To add a new editor for the site, click the "Security" tab on the left hand side and then click the “Add Member” button and then on the following screen complete the  First name, Surname, Email, Password & Confirm Password boxes with the relevant information.

The only other item you will need to complete on this page is to add them to the appropriate group. As standard there are 2 groups setup on the system and they have already been described to you In the “Groups” section.

To assign them to a group click into the “Groups” section and click on the group you want to give them access to.  If you want them to be a full administrator (i.e. full access to the system) then you need type in "Administrator" into the box and select it when it pops up. If you want them just to be able to edit content (i.e. text and images on pages and files) then type in "Content Author" into the box and select it when it pops up.

Click “Create” when done

Changing Passwords of Editors/Administrators

If you are already an administrator then you can change your own password and any other administrators or content authors on the website. To do this, click “Security” along the left hand side, make sure you are on the “Users” tab at the top right of the screen and then click on the user you wish to edit.

You will then be greeted with a screen like the one on the following page.

users2

From this screen, click “Change Password” and the type in the “Current Password” of that user and also the “New Password” and “Confirm Password” box. “Click Save” once you are done.


 

Giving editors permissions to change specific pages

Within Silverstripe, there is the ability to allow only certain editors permissions to edit certain pages within the site. It requires a number of steps to do this.

  • Adding a group
  • Adding a user to the group
  • Setting the page permissions
  • Changing other page permissions

Adding the Group

The first step in the process is to set up a group which your user can go into.

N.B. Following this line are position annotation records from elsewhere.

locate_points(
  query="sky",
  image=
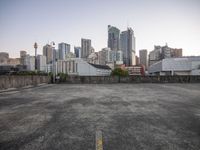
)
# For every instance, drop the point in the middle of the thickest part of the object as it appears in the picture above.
(155, 22)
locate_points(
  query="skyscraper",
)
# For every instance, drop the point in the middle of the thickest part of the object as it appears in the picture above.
(48, 52)
(63, 49)
(113, 37)
(41, 63)
(22, 57)
(86, 48)
(127, 44)
(143, 57)
(77, 52)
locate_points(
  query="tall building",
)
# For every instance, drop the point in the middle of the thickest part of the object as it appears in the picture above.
(63, 49)
(107, 56)
(22, 57)
(41, 63)
(176, 52)
(113, 38)
(143, 57)
(162, 52)
(4, 57)
(86, 48)
(30, 62)
(48, 52)
(127, 43)
(77, 52)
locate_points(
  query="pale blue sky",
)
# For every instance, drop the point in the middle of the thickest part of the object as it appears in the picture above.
(155, 22)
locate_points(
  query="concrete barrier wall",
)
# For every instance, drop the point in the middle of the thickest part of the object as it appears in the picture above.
(21, 81)
(132, 79)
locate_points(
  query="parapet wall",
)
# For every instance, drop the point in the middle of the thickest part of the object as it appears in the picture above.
(132, 79)
(16, 81)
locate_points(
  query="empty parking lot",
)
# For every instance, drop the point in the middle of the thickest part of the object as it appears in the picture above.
(126, 116)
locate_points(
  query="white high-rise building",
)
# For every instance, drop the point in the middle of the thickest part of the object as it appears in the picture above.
(143, 57)
(41, 63)
(30, 62)
(127, 44)
(113, 38)
(106, 56)
(86, 48)
(63, 49)
(48, 52)
(77, 52)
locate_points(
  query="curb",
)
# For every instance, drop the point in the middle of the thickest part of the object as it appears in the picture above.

  1. Click on “Security” along the left hand side.
  2. Click the “Groups”  tab at the top right
  3. Click “Add Group” and ensure that they have the permissions set like they do on the screenshot on the following page. The only boxes that needs to be ticked is “Access to Pages section” and “Access to Files section

 groups

Once you have given your group the correct permissions click “Create” at the bottom.

Adding a user to your group

To add a new editor for the site, click the “Security” option on the left hand side and ensure you are on the “Users” tab along the top right. From here click the “Add Member” button and then on the following screen complete the  First name, Surname, Email, Password & Confirm Password boxes with the relevant information.

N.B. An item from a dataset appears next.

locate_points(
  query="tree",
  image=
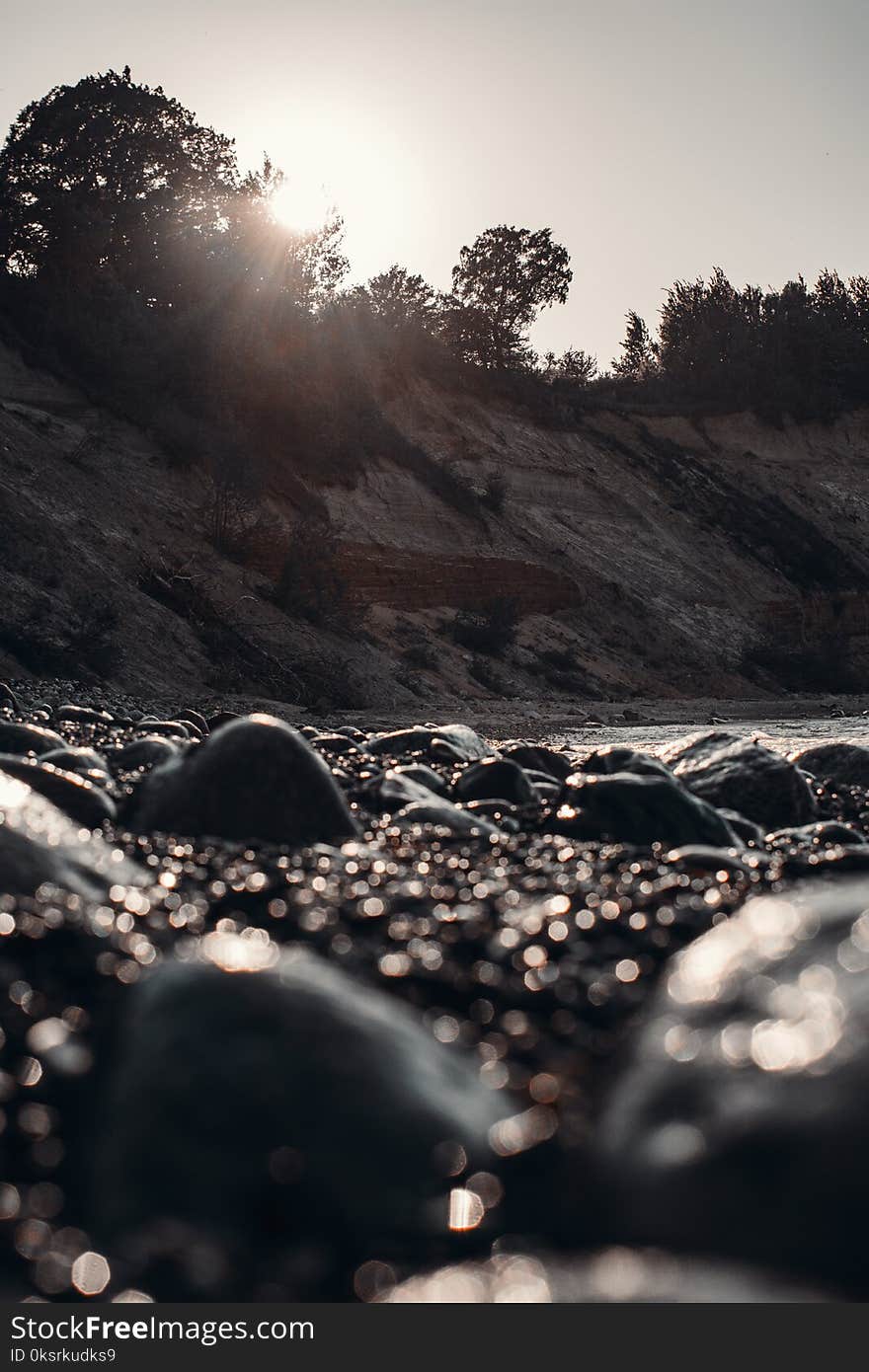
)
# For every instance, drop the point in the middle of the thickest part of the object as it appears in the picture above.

The only other item you will need to complete on this page is to add them to the appropriate group which is the group you created in the previous steps. To assign them to a group click into the “Groups” section and click on the group you want to give them access to.

Click “Save” when done

Setting the page permissions

Now that you have created a group and a user the next step is to set the page permissions on the page you want to restrict.

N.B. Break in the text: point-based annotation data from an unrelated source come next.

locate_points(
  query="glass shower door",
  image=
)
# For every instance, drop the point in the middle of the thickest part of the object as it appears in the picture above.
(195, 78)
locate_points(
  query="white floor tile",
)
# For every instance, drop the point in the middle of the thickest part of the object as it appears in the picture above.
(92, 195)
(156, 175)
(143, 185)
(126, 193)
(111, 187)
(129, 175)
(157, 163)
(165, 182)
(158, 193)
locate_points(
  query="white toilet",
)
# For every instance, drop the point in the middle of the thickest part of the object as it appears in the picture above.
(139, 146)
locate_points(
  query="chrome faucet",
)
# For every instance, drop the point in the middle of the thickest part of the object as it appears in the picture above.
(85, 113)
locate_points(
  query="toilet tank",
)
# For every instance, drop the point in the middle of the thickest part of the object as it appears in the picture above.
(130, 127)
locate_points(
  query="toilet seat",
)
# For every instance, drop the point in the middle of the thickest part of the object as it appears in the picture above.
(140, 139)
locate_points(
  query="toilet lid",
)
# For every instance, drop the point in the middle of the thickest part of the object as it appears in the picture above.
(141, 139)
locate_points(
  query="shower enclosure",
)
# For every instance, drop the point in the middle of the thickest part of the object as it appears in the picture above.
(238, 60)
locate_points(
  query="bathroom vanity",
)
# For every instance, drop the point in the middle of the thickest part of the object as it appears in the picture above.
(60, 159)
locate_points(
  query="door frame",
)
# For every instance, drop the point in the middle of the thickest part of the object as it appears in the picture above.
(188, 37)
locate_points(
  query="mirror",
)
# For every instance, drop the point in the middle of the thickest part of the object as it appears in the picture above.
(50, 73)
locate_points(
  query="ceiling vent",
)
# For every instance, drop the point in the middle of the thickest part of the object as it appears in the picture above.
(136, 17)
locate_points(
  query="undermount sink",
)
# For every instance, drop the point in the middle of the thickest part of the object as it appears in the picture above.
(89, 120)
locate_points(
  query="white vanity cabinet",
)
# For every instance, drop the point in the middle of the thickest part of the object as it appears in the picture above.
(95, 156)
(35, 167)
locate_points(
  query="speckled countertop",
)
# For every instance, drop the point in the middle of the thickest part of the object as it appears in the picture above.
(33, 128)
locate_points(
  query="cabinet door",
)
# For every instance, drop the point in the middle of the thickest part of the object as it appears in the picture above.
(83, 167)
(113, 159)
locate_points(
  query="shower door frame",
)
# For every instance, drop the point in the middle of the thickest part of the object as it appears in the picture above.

To do this click on “Pages” on the left hand side.

Click on the page you want to restrict access to.

Click “Settings” at the top left and then you will be greeted with a screen like the one below.

 pagepermissions

On this page, where it says, “Who Can Edit This Page”, select “only these people” and then click into the “Editor Groups” box and choose the group that you created in the first part of this section.

Click Save and Publish” once done.

Changing other page permissions

Alongside setting the permissions of the page you want to restrict access to the user you created, you will also need to change the permissions of all other pages in the site so that the new group you created cannot edit other pages in the site.

To do this:-

  1. Click into each page on the left hand side.
  2. Click “Settings” at the top left and ensure that “Administrators” and “Content Authors” are set as the only people who can edit those pages by following the instructions below (same as earlier instructions)
  3. On the page, where it says, “Who Can Edit This Page”, select “only these people
  4. Click into the “Editor Groups” box and choose the group that you created in the first part of this section.
  5. Click “Save and Publish” once done.